This IA1000 is for sale in the Netherlands, fixed price 425 Euros, cash and Local Pickup Alkmaar area as I do NOT ship, I only answer if you provide your phone number also, see the moving mail address on my main page.

Gemakshalve is deze pagina alleen in het Engels geschreven.

This page was written using English language only.

Hitachi IA-1000, refurbished November, 2024 .

This Hitachi was bought from a marketplace trader in the Netherlands, it was stated in the advertisement it produced hiss and in need of attention. Therefore apparently it was not popular and I could buy it for a reasonable price (at least, reasonable for people confident able to fix it.)

Opening it up, it looked quite clean. Powering up, it indeed was noisy, everything was functional, with the exception of the microphone input.

Although advertised as a 2x55 Watt amplifier by its service manual and on the hifiengine site, the wattage is actually according the Hitachi brochure calling for 2 x 45 Watts RMS.

In the end, undistorted power proves around these 45 Watts (continuously). The figure also depends on the mains voltage (226 when testing) and the transformer tap selection on the back of the amplifier (220 or 240).

Obviously, it had some kind of rebuild before, using quality components, but ignoring or being unaware of some transistor specs risks.

It looked the power switch ever was replaced, potentiometers and switches were sprayed with cleaning fluid. (fortunately: not too much!)

This could have been decades ago. More recent were LED fuse-type style lamps in the power indicator meters.

The main first objective was considered the noise, which was very apparent and audible, most suspect was the the preamplifier card.

I started the rebuild November 2024. Note: the rebuild is a hobby, not every step was a necessity, and the goal is to have an amplifier which you simply can use without considering lack of quality versus modern good equipment, audible hiss during listening music would be a no-go.

To be able to follow the technical story, one will need the schematics/service manual, to be found at elektrotanya or other internet source.

The pre-amplifier circuit card.

As this card was the most suspect for the hiss, it was the first to be refurbished.

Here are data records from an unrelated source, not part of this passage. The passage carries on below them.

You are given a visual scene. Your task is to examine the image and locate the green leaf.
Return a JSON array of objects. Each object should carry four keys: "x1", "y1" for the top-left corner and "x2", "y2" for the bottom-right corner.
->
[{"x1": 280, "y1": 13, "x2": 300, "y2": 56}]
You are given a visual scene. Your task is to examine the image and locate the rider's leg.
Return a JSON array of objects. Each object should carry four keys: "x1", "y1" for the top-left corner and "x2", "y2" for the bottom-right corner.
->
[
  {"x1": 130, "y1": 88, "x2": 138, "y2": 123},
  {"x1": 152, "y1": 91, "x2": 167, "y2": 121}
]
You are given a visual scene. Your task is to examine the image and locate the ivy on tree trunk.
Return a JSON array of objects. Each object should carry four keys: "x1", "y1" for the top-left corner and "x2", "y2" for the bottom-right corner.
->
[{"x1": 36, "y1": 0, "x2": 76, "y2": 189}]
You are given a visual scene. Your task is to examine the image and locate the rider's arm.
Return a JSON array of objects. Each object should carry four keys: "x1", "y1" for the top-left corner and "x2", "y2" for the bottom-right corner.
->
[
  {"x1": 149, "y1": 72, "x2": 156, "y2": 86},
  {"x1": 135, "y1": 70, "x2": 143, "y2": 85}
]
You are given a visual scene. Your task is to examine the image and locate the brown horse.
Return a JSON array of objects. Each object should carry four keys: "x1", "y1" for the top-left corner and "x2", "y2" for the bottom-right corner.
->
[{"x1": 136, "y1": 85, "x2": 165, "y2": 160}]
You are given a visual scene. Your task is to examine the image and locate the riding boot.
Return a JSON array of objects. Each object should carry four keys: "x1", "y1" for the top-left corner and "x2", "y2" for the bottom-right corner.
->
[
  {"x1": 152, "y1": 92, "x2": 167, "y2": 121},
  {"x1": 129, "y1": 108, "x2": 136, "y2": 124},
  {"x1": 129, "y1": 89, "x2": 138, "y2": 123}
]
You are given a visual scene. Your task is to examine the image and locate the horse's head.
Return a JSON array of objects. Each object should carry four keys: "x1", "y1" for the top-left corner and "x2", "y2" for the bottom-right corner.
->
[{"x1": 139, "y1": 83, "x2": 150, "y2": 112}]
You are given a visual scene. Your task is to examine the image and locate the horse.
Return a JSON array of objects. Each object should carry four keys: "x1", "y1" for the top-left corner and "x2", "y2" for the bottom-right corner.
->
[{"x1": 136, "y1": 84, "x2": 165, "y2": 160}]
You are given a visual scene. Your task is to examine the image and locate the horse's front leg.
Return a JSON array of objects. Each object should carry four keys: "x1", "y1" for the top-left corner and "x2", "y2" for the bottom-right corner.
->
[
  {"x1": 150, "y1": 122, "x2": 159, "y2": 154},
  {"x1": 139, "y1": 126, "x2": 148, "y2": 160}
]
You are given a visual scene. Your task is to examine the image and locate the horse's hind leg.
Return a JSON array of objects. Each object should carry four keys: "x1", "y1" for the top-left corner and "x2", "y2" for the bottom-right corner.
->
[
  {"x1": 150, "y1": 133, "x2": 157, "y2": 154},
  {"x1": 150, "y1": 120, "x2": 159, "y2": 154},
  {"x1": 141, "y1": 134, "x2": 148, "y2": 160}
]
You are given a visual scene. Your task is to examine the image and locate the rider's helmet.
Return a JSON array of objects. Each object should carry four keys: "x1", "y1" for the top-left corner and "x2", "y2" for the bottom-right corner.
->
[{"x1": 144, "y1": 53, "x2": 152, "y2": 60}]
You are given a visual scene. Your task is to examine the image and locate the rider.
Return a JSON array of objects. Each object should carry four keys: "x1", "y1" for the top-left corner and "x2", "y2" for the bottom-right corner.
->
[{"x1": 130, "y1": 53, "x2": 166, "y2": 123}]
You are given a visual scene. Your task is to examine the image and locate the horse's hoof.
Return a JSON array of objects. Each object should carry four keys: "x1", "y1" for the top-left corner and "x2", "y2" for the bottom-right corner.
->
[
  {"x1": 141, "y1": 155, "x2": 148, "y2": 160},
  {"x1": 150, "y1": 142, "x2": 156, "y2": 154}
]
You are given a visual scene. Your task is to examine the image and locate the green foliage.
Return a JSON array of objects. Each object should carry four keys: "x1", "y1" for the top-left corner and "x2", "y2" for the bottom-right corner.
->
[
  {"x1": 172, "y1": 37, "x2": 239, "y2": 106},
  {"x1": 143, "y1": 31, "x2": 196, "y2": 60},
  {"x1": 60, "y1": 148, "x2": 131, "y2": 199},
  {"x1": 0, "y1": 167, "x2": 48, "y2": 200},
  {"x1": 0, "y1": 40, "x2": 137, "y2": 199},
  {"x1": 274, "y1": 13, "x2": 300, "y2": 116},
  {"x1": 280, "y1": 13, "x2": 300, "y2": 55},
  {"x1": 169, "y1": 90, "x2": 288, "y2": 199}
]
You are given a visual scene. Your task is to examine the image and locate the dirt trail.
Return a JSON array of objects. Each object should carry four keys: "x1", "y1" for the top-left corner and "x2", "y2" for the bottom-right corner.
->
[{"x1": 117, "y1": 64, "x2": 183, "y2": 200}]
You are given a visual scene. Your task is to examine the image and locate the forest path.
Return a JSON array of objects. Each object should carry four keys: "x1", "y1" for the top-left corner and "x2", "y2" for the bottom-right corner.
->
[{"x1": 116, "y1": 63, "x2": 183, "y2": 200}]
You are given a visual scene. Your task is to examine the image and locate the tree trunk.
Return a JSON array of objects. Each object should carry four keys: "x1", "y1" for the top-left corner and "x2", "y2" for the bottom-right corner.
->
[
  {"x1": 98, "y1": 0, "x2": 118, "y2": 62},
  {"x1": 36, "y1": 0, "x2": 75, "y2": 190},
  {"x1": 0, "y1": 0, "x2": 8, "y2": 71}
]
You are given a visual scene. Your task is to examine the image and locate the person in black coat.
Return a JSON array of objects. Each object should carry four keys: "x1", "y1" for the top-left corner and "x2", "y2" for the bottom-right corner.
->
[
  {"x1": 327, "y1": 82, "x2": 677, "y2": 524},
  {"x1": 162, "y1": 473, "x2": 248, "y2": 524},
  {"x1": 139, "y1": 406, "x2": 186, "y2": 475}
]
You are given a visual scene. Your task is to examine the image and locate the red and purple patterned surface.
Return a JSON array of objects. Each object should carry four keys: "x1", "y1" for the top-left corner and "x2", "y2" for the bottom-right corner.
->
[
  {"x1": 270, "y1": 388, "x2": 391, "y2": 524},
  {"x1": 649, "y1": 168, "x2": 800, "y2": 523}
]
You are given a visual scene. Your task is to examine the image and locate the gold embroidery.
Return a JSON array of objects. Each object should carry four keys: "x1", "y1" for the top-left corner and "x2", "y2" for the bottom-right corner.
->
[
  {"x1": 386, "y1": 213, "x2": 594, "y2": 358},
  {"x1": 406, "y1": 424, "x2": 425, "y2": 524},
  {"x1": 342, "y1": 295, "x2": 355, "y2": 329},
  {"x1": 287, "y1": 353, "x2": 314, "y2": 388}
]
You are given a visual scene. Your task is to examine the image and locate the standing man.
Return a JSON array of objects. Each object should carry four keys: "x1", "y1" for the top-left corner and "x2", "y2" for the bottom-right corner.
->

The schematic calls for the known noisy 2SC458. Apparently, they were replaced by BSY80 transistors, these are European types and very ancient. Apparently, they were not any better than noisy 2SC458 ones, maybe they are much worse...

One or more of these transistors could be driven beyond their VCE specification of 18 Volts, so I think this change was not for the better.

I presume, this replacement was done many years ago.

A lot of components were mounted on the solder side of the card.

I can not think of any valid reason to regulate the volume before it enters the preamp, as it affects signal to noise ratio a lot at low volume, but Hitachi apparently did....a typical approach from the sixties/early seventies.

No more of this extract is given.